Next, let’s parse the NetLog file, this time using Scapy to generate the pcap for us entirely:

import base64, codecs, json, datetime
import TCPSessionBuilder
from scapy.all import *

fname = "edge-net-export-log - neverssl.json"
with open(fname) as fh:
    net_export_json = json.loads(fh.read())

# Extract out names for types of constants of interest
constants = net_export_json['constants']

capture_start = constants['timeTickOffset']
logevent_constants = constants['logEventTypes']

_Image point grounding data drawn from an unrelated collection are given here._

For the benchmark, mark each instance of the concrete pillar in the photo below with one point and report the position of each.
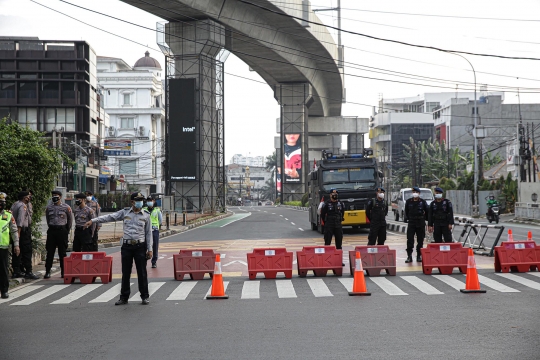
(295, 100)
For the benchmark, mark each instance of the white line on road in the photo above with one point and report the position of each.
(182, 291)
(319, 288)
(421, 285)
(522, 281)
(15, 294)
(79, 293)
(250, 290)
(109, 294)
(152, 288)
(41, 295)
(285, 289)
(387, 286)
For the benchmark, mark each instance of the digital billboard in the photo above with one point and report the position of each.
(182, 130)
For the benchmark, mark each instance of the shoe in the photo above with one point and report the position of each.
(121, 302)
(31, 276)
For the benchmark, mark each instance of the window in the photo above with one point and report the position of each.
(128, 167)
(127, 123)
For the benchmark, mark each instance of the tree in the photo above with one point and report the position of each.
(27, 162)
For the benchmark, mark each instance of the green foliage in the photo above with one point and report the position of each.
(27, 162)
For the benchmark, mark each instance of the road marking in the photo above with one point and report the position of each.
(18, 293)
(495, 285)
(319, 288)
(250, 290)
(41, 295)
(79, 293)
(225, 284)
(182, 291)
(152, 288)
(421, 285)
(109, 294)
(451, 281)
(522, 281)
(387, 286)
(285, 289)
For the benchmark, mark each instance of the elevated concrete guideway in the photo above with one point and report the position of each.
(280, 49)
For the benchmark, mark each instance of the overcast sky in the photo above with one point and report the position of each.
(250, 108)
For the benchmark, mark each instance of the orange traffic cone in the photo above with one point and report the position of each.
(472, 284)
(359, 283)
(510, 236)
(218, 289)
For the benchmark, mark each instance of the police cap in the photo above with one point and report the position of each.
(137, 196)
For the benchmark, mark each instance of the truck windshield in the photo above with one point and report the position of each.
(349, 179)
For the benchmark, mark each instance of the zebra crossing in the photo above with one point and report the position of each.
(296, 288)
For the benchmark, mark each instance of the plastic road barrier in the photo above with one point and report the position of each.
(375, 258)
(87, 266)
(518, 256)
(195, 263)
(270, 261)
(445, 257)
(320, 259)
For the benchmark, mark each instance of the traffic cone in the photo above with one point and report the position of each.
(472, 285)
(510, 236)
(359, 283)
(218, 289)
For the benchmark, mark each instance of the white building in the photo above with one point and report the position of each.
(134, 99)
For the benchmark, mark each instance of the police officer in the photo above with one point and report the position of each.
(92, 203)
(22, 264)
(82, 240)
(59, 219)
(155, 218)
(416, 211)
(441, 218)
(136, 245)
(376, 212)
(8, 231)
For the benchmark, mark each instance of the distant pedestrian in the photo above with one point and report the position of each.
(136, 245)
(376, 211)
(441, 218)
(59, 219)
(8, 233)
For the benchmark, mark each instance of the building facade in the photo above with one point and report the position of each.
(134, 141)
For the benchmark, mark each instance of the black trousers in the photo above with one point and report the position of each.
(4, 271)
(441, 230)
(129, 254)
(417, 228)
(377, 233)
(82, 240)
(56, 238)
(336, 231)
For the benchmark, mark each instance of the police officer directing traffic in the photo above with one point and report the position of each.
(136, 245)
(441, 218)
(59, 219)
(8, 232)
(376, 212)
(416, 210)
(82, 240)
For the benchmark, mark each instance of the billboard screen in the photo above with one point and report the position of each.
(182, 130)
(292, 158)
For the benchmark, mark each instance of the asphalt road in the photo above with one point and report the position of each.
(408, 316)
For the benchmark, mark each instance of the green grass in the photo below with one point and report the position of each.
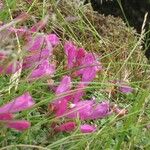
(120, 59)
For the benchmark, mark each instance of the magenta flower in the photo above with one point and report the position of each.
(53, 39)
(43, 70)
(60, 104)
(64, 86)
(19, 125)
(79, 93)
(88, 109)
(71, 53)
(125, 89)
(86, 128)
(82, 109)
(10, 69)
(101, 110)
(6, 116)
(80, 56)
(66, 127)
(23, 102)
(35, 57)
(91, 67)
(35, 43)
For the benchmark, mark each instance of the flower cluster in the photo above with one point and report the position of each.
(39, 50)
(21, 103)
(70, 103)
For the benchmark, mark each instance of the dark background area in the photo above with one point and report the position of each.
(131, 11)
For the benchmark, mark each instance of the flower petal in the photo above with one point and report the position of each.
(53, 39)
(19, 125)
(44, 69)
(66, 127)
(82, 109)
(23, 102)
(64, 86)
(71, 52)
(101, 110)
(86, 128)
(6, 116)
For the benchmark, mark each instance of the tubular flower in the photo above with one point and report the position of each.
(60, 104)
(88, 109)
(65, 127)
(23, 102)
(86, 128)
(43, 70)
(71, 53)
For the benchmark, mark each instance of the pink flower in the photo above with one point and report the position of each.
(35, 57)
(60, 104)
(88, 109)
(66, 127)
(125, 89)
(53, 39)
(23, 102)
(82, 109)
(101, 110)
(64, 86)
(10, 69)
(71, 53)
(91, 67)
(86, 128)
(35, 43)
(79, 93)
(44, 69)
(19, 125)
(6, 116)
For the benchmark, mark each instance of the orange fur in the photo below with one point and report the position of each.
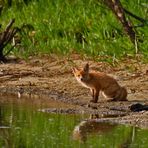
(98, 81)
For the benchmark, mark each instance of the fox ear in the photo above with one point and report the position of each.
(74, 70)
(86, 68)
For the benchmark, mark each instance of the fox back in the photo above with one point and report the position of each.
(98, 81)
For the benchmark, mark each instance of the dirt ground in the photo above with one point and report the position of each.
(52, 78)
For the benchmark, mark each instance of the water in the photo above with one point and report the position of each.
(23, 126)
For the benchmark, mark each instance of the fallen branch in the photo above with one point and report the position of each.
(5, 38)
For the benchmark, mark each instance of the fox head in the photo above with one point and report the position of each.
(81, 75)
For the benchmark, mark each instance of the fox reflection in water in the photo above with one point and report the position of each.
(90, 127)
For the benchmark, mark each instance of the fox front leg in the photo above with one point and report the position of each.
(95, 95)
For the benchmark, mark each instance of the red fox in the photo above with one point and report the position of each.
(98, 81)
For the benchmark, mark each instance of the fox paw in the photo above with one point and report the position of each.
(93, 101)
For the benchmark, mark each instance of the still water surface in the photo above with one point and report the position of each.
(23, 126)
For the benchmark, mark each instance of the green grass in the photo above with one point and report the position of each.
(86, 27)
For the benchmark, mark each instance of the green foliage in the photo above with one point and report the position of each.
(64, 26)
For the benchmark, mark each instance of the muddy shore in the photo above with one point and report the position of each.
(51, 78)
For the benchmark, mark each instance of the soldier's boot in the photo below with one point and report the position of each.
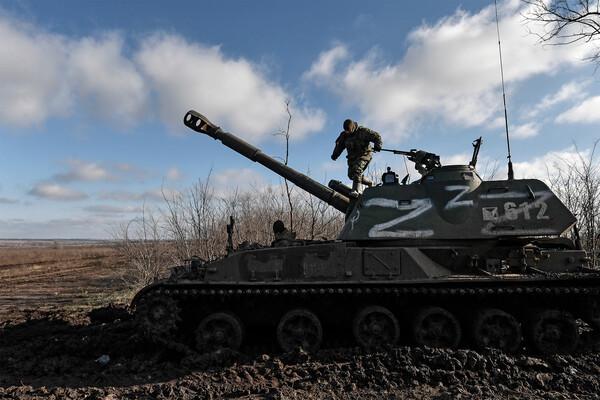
(366, 181)
(356, 188)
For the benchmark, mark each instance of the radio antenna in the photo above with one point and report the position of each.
(511, 174)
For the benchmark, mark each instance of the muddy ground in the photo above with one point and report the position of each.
(62, 350)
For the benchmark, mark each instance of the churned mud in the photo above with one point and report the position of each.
(53, 346)
(100, 355)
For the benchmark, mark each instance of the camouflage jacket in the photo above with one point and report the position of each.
(357, 144)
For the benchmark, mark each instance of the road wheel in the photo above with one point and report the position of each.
(375, 327)
(299, 328)
(553, 331)
(158, 317)
(497, 329)
(220, 330)
(436, 327)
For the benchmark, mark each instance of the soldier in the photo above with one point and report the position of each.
(356, 140)
(283, 236)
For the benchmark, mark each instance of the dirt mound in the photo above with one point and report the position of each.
(49, 356)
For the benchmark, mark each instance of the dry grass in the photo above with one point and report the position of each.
(66, 278)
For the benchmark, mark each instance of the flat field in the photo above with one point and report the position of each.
(54, 275)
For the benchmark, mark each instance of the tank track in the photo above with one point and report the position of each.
(522, 297)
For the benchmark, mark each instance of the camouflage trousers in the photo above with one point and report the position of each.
(356, 168)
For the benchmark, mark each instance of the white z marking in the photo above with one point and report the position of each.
(454, 203)
(416, 208)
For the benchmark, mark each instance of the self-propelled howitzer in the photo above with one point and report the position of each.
(445, 261)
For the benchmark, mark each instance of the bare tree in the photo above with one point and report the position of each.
(286, 134)
(566, 22)
(143, 247)
(577, 183)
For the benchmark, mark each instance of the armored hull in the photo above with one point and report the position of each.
(448, 261)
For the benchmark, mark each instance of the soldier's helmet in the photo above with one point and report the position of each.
(348, 125)
(278, 226)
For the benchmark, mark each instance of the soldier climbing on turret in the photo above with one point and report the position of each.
(356, 140)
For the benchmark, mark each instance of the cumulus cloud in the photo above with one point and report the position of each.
(106, 209)
(53, 191)
(83, 171)
(45, 75)
(588, 111)
(31, 75)
(525, 131)
(325, 65)
(548, 164)
(106, 80)
(450, 70)
(568, 91)
(174, 174)
(238, 179)
(8, 200)
(232, 92)
(147, 195)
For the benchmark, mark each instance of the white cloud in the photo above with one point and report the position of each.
(233, 93)
(106, 80)
(568, 91)
(32, 81)
(83, 171)
(8, 200)
(53, 191)
(450, 71)
(588, 111)
(325, 65)
(105, 209)
(148, 195)
(525, 131)
(547, 164)
(45, 75)
(242, 179)
(174, 174)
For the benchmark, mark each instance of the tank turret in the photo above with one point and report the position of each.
(201, 124)
(420, 263)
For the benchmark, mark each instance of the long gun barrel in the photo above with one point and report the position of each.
(201, 124)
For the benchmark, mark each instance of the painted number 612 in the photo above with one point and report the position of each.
(512, 210)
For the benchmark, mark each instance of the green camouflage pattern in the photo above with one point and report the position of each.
(358, 147)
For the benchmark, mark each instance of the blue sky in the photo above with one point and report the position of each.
(92, 94)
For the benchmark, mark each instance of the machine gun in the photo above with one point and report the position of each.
(424, 161)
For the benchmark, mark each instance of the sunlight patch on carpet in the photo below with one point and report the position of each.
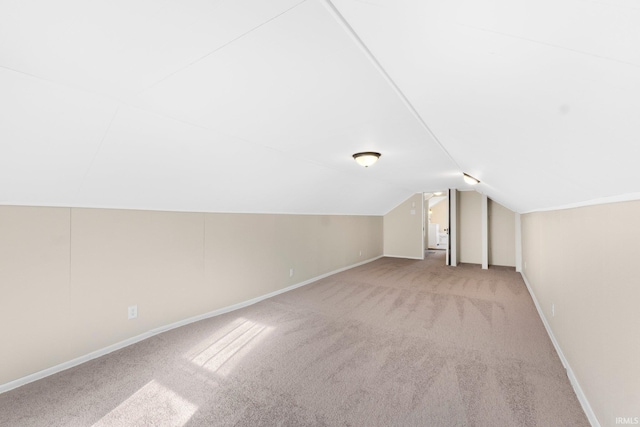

flattened_logEventTypes_constants = {}
for k, v in logevent_constants.items():
    flattened_logEventTypes_constants[v] = k

# Can we also include the connection info?

connections_seen = {}
packets = []
hex_output = b""
for event in net_export_json['events']:
    event_type_name = flattened_logEventTypes_constants[event['type']]
    if event.get('source', {}).get('id') == 5059:
        event_id = event.get('source', {}).get('id')
        print(event_type_name, event['type'])
        if event_type_name == "TCP_CONNECT" and "local_address" in event['params'] and "remote_address" in event['params']:
            src_ip, src_port = event['params']['local_address'].rsplit(":", 1)
            dest_ip, dest_port = event['params']['remote_address'].rsplit(":", 1)
            sess = TCPSessionBuilder.TCPSessionBuilder(src_ip, dest_ip, int(src_port), int(dest_port))
            connections_seen[event_id] = sess
        
        elif event_type_name == 'SOCKET_BYTES_RECEIVED':
            sess = connections_seen[event_id]
            event_bytes = base64.b64decode(event['params']['bytes'])
            pkt = sess.add_client_payload(event_bytes)
            packets.append(pkt)
            
        elif event_type_name == 'SOCKET_BYTES_SENT':
            sess = connections_seen[event_id]
            event_bytes = base64.b64decode(event['params']['bytes'])
            sess.add_server_payload(event_bytes)
            pkt = sess.add_client_payload(event_bytes)
            packets.append(pkt)
        
wrpcap('neverssl2.pcap', packets)

And success! While we still had to spoof the ethernet frame and sequence numbers, we now have accurate IPs and ports and have laid the groundwork for supporting multiple connections within a single capture:

Image

Now let’s add a second tracker for UDP connections with our new ScapySessionBuilder.py

from scapy.all import *

class UDPSessionBuilder:
    def __init__(self, client_ip, server_ip, client_port, server_port, client_seq=1000, server_seq=20000, ipv4=True):
        self.client_ip = client_ip
        self.server_ip = server_ip
        self.client_port = client_port
        self.server_port = server_port
        self.ipv4 = ipv4
        self.packets = []

    def _ip_layer(self, src, dst):
        if self.ipv4:
            return IP(src=src, dst=dst)
        else:
            return IPv6(src=src, dst=dst)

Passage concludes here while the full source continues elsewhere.